Three months after demonstrators occupied the south Minneapolis intersection where George Floyd was killed, they say they're not going anywhere until the city meets a long list of demands.
The occupation of 38th Street and Chicago Avenue has posed a conundrum for city officials who are desperate to reopen at least a portion of the street to traffic. They say businesses inside are suffering, gunfire rings out at night and it's difficult for first responders to enter without the help of the neighbors who guard the barricades.
The city had announced plans to reopen 38th Street last month but backed off, avoiding a confrontation. City Council Member Andrea Jenkins, whose ward includes part of the intersection, said the city and the occupants find themselves "at an impasse."

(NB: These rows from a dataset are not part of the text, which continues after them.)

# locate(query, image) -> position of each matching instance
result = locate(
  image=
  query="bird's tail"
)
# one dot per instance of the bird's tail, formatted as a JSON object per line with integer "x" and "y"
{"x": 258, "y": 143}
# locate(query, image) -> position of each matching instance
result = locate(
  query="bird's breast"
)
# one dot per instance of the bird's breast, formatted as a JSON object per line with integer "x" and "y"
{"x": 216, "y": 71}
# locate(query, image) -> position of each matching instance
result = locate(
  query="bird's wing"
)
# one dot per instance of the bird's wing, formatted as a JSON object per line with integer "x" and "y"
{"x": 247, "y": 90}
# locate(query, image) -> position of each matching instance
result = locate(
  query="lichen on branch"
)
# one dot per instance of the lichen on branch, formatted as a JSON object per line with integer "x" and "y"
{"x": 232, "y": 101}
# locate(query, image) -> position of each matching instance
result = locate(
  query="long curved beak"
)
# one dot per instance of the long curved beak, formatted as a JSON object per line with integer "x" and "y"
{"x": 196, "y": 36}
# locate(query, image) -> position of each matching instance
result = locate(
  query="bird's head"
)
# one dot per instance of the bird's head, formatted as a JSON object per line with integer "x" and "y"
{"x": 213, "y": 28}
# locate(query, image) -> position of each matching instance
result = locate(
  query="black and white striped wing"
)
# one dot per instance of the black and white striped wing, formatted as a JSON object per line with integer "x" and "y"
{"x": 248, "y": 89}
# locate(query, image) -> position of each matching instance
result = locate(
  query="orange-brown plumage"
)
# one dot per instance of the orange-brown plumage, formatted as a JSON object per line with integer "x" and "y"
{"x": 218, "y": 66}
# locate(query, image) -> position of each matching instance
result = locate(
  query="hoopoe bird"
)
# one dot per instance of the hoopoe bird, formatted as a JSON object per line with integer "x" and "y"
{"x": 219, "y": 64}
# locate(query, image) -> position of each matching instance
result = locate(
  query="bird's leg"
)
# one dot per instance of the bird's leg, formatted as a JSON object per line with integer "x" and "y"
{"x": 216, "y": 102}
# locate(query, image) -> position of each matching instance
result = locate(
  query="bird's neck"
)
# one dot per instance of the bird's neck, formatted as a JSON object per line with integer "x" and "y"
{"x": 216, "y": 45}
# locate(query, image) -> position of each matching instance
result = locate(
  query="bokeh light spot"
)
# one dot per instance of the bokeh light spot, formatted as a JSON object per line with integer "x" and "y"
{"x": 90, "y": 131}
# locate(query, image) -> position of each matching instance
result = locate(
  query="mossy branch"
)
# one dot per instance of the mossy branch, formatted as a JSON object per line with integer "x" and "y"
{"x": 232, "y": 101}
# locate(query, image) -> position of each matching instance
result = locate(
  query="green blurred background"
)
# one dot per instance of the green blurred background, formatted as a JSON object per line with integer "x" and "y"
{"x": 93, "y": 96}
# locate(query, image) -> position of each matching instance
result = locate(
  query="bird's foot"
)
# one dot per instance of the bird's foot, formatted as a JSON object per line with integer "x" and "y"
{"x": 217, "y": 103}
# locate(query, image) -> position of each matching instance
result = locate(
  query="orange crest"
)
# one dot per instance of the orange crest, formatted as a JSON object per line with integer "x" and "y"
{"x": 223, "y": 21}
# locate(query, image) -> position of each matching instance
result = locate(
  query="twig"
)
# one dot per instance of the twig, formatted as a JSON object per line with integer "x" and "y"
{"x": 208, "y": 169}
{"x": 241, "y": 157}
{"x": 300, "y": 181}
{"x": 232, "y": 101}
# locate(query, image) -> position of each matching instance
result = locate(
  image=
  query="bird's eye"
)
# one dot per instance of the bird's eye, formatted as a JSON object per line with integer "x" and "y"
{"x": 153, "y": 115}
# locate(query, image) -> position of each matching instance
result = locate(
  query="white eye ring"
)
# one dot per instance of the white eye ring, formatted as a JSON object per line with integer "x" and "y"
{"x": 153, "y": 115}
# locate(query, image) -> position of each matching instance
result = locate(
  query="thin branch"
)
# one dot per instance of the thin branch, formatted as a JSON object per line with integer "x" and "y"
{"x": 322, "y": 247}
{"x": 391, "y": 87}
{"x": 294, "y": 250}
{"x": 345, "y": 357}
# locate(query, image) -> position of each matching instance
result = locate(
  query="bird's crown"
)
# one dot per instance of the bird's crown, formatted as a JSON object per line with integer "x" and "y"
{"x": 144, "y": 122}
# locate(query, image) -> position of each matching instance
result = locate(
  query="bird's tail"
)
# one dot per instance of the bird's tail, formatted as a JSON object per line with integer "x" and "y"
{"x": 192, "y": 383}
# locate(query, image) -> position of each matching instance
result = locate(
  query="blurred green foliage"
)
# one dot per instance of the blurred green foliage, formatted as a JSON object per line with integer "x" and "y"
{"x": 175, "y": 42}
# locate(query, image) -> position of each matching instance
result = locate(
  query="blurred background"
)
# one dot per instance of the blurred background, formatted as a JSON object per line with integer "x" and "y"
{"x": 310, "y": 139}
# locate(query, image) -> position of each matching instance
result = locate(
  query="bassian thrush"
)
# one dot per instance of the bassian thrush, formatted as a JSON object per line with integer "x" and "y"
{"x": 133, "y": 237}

"The intersection needs to be reopened. It's one of the largest transit hubs in the entire city," Jenkins said. "But there is the reality that there is this deep … reckoning that needs to happen in this country. In this entire country. The intersection at 38th and Chicago is the symbol of what is going on throughout America."
Concrete barricades surrounding the intersection prevent cars from driving through. Police officers do not enter the space — nor are they welcome. Visitors still trickle in during the day to glance at the memorials spread across the street, as if in a museum. At the northern barricade, a message is written on a wooden board: YOU ARE NOW ENTERING THE FREE STATE OF GEORGE FLOYD.
The people who occupy the space say they have become the caretakers, maintaining the memorials, hosting community events and handling domestic calls and other issues that occur within the zone. Chanting "no justice, no street," they say the city needs to agree on their calls for this struggling area of south Minneapolis, for Floyd and other victims of police violence.
"They either give in to our demands of justice or they're going to have to take the street over my dead body," said Marcia Howard, a high school English teacher who has become a constant presence at the intersection. "I owe it to these kids who are now adults to pour into them something that looks like justice."
No timeline to open street
Earlier this summer, Howard and other neighborhood leaders asked business owners and residents in the area what changes they would like to see in their neighborhoods.